Objectives: The study evaluated the prevalence and pattern of multi-morbidity among rural adults with type-2 diabetes mellitus and explored the factors associated with multi-morbidity among 400 adult diabetic patients from rural areas of Thiruvananthapuram district in the Kerala state of India.

Materials and methods: The presence of multi-morbidity was assessed using a semi-structured interview schedule based on the physician's confirmation. The reported chronic diseases were classified as concordant (conditions with a similar pathophysiologic risk profile as diabetes) and discordant (conditions whose treatments are not directly related to the pathogenesis for diabetes) co-morbidity. Multivariate analysis was done to find the factors associated with multi-morbidity.

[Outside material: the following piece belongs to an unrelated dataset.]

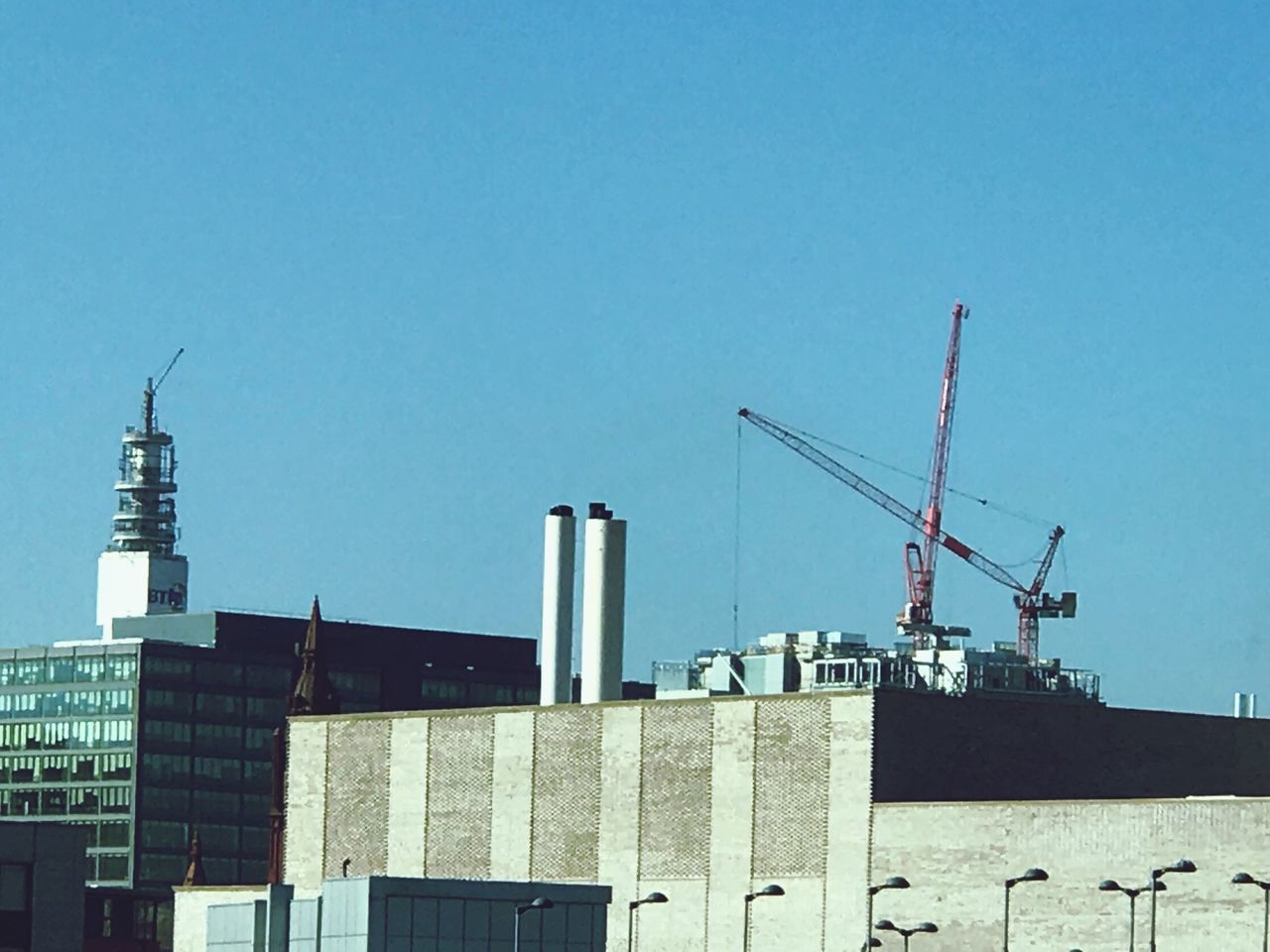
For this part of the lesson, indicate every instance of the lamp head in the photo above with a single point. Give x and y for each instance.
(538, 902)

Results: Prevalence of multi-morbidity among diabetic patients was 74% (95% Confidence Interval (CI): 69-77), around 66% reported at least one concordant co-morbidity, 30% reported at least one discordant co-morbidity and 21% reported both concordant and discordant co-morbidity with diabetes. Hypertension (59%) was the most frequent co-morbidity. Older adults (above 60 years of age) [Odds Ratio (OR):3.42, 95% CI:1.97-5.94] and women (OR:2.16, CI:1.13-3.51) were more likely to have multi-morbidity compared to their counterparts. Those using insulin and/or oral medication were more likely to have multi-morbidity compared to those using oral medication only (OR: 2.19, CI: 1.07-4.09).

Conclusion: Multi-morbidity among diabetic patients needs to be addressed by a comprehensive and integrated approach rather than a diabetes specific approach.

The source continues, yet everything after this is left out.